また僕は僕になっていた。
出国213日目。
22カ国目エチオピアのバハルダールにいます。
国境の町ゴンダールで一息ついたあと、
タナ湖のそばの小さな町バハルダールへ。
湖に浮かぶ修道院でわくわくしたり、
ブルーナイルの滝にどきどきしたり、
生肉を食べて生ビールを飲んで楽しくなったり。
ぐんと胸をつかまれるような、自然があって
ぽんと背中をおされるような、笑顔があって。
そしてそれを当たり前として生きる人の、生活があって。
ブルーナイルの滝のそばまで近づいたとき、
その水しぶきでまるで滝に落ちたかのようにびしょ濡れになって。
きっと世界一周でいろいろな国を訪れるのってこんな感じなんじゃないかなと思った。
どこまでいっても僕は旅行者でしかなくて、
でもなんとか見たくて聞きたくて知りたくて、
近づいて水しぶきをあびて滝の中に入ったかのような錯覚に浸って。
でもやっぱりそのまま山道を歩いて町に着くころには、からりと乾いて、また僕は僕になっている。
水しぶきの中に虹をみたり、
びしょ濡れになって風邪をひいたりしながら、
勝手に満足したり不平をこぼしたりしては、また次の滝を探す。
びしょ濡れになって歩く帰り道に思い出したのは小沢健ニさんの言葉。
「それで僕らは、音楽を聴いたり、小説を読んだりするのですが、
それが本当に酔わせるものの場合、その源では、作者はものすごい破壊的なエネルギーというか、
毒のようなものを抱えこんでしまっていると思うのですよ。
それがなんとなく薄まって届いてくるから、甘い香りがするというか。

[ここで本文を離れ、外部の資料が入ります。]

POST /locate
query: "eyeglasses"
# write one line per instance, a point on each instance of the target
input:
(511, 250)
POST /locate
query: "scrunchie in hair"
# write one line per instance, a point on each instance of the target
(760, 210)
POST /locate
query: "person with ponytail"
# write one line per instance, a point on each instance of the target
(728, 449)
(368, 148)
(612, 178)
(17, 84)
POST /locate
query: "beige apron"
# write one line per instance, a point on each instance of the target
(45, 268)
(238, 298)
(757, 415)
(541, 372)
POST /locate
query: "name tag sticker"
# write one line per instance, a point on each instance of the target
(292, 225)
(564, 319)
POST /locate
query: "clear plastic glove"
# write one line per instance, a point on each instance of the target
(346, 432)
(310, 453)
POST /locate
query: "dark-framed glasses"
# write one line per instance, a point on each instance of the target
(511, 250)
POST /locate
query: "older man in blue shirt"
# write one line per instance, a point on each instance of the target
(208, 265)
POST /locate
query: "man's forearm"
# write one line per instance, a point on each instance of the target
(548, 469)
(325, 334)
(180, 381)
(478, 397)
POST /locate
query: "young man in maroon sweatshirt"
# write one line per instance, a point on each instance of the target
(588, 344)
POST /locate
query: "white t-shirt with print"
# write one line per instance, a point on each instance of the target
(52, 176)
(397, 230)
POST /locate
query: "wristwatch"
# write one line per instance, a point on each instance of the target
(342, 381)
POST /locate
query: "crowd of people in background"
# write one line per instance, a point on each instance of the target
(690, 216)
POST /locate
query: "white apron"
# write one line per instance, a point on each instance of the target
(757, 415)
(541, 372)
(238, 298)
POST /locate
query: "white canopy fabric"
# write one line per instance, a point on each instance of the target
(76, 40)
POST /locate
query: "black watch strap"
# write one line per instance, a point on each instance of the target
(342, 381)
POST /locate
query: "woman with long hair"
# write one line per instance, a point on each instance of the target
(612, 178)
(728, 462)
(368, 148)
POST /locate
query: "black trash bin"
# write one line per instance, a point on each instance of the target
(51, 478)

」
滝の中に飛び込むことができない以上、
源にある毒のようなものを実際に感じることなんてできなくて。
だからやっぱりどこまでいっても無責任なんだけど、
きっとそれが世界一周が楽しい理由でもあって。
でもなんとかその水しぶきから少しでも想像したいものがあって、
そこには、虹のような彩りも風邪をひくような苦しみも伴う必要はないんだけど。
水しぶきの中で目を閉じながら、あちらこちらに空想はひろがって、物語が次々と湧きだして、
色も温度も匂いも世界までも手に入れたそれが、滝のように溢れ出す。
そのころ、源流にいる僕は、何を抱えているんだろう。
なんて考えながら町についた時には、からりと乾いて、また僕は僕になっていた。